The UK government opened a 15-week consultation on July 14 that would force employers to publish salary information in job adverts, part of what officials are calling the first comprehensive rework of the country’s equal pay framework since the Equal Pay Act became law 50 years ago.
The consultation, running until 5pm on October 27, proposes that employers publish pay information in job adverts, or, where no advert exists, provide it to candidates in writing before the interview. It also proposes a new Equal Pay Regulation and Enforcement Unit with strengthened powers, a faster and cheaper process for pay discrimination claims, and, in a later phase, broadened protections against pay discrimination on the basis of race, disability, and sex, plus new obligations covering outsourced workers.
“The Equal Pay Act was a huge achievement,” said Seema Malhotra MP, the Minister for Equalities. “But 50 years on, it is clear that this landmark legislation needs reform to ensure it works for everyone.” Employment Rights Minister Kate Dearden framed the economic case directly: “Equal work must be fairly rewarded because we know paying a fair wage leads to better living standards, which in turn leads to increased productivity.”

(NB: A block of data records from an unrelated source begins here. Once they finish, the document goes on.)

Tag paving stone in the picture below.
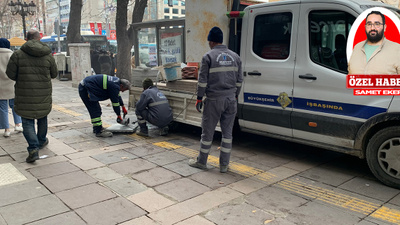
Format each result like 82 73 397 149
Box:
67 143 132 159
245 187 308 217
120 216 159 225
125 144 166 157
205 203 274 225
227 178 268 194
282 158 320 172
69 139 109 151
21 156 68 169
93 150 137 164
0 163 27 186
155 178 211 202
0 195 69 225
1 142 28 155
40 171 96 193
29 162 80 179
143 151 187 166
56 184 116 209
70 157 104 170
299 166 354 187
339 177 400 202
163 159 203 177
0 180 50 206
286 202 360 225
128 189 175 212
148 187 242 225
109 159 157 175
168 138 199 147
86 167 123 182
104 177 147 197
0 155 14 164
51 130 84 140
388 194 400 206
176 216 216 225
76 197 146 225
0 215 7 225
0 148 8 156
356 220 383 225
189 168 243 189
132 167 181 187
27 212 86 225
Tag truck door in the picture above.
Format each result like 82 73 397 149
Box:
238 3 299 137
291 3 392 148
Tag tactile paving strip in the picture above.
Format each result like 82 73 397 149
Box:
0 163 27 186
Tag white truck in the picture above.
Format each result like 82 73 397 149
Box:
131 0 400 188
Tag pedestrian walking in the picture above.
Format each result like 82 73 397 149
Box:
6 30 58 163
189 27 243 173
135 78 173 137
0 38 23 137
78 74 131 137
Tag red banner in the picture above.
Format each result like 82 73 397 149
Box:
346 74 400 88
97 23 103 35
89 23 96 34
109 30 117 40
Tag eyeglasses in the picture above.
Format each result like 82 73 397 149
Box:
365 22 383 28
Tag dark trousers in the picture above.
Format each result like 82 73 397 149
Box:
79 84 103 134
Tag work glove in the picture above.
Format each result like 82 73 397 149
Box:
117 116 123 124
196 99 203 112
122 106 128 115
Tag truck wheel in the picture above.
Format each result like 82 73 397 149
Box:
366 126 400 188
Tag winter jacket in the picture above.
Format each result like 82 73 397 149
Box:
348 38 400 74
0 48 15 100
197 45 243 99
6 40 58 119
81 74 124 116
136 87 173 128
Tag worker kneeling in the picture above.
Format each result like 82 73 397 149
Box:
79 74 131 137
135 78 173 137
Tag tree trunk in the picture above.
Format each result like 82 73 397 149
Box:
115 0 147 80
67 0 83 55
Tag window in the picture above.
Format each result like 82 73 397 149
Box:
253 12 292 59
308 10 355 74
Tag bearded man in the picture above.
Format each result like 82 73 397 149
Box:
348 11 400 74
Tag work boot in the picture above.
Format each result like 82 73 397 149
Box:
219 165 228 173
25 149 39 163
39 138 49 149
136 129 149 137
188 159 208 170
96 129 113 137
160 126 169 136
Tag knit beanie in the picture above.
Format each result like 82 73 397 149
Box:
0 38 10 49
207 27 224 44
142 78 153 90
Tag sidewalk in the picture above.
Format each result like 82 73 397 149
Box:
0 80 400 225
0 80 247 225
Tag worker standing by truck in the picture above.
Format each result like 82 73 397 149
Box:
189 27 243 173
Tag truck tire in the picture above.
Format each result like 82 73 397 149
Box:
366 126 400 188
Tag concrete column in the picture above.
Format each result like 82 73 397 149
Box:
68 43 92 87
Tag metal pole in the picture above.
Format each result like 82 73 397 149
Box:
57 0 61 53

For US-based HR teams with UK operations, the signal to watch is not the consultation itself but its direction of travel. Pay transparency mandates have moved from a handful of US states to the EU’s Pay Transparency Directive to, now, a UK government actively testing whether to require salary ranges in every job ad rather than leaving it to employer discretion. Multinational HR and comp teams should treat job-ad pay disclosure as a “when,” not an “if,” and start auditing whether current pay-banding practices, similar to the discrimination and return-to-work gaps our earlier reporting on UK parental leave found, would survive public disclosure today.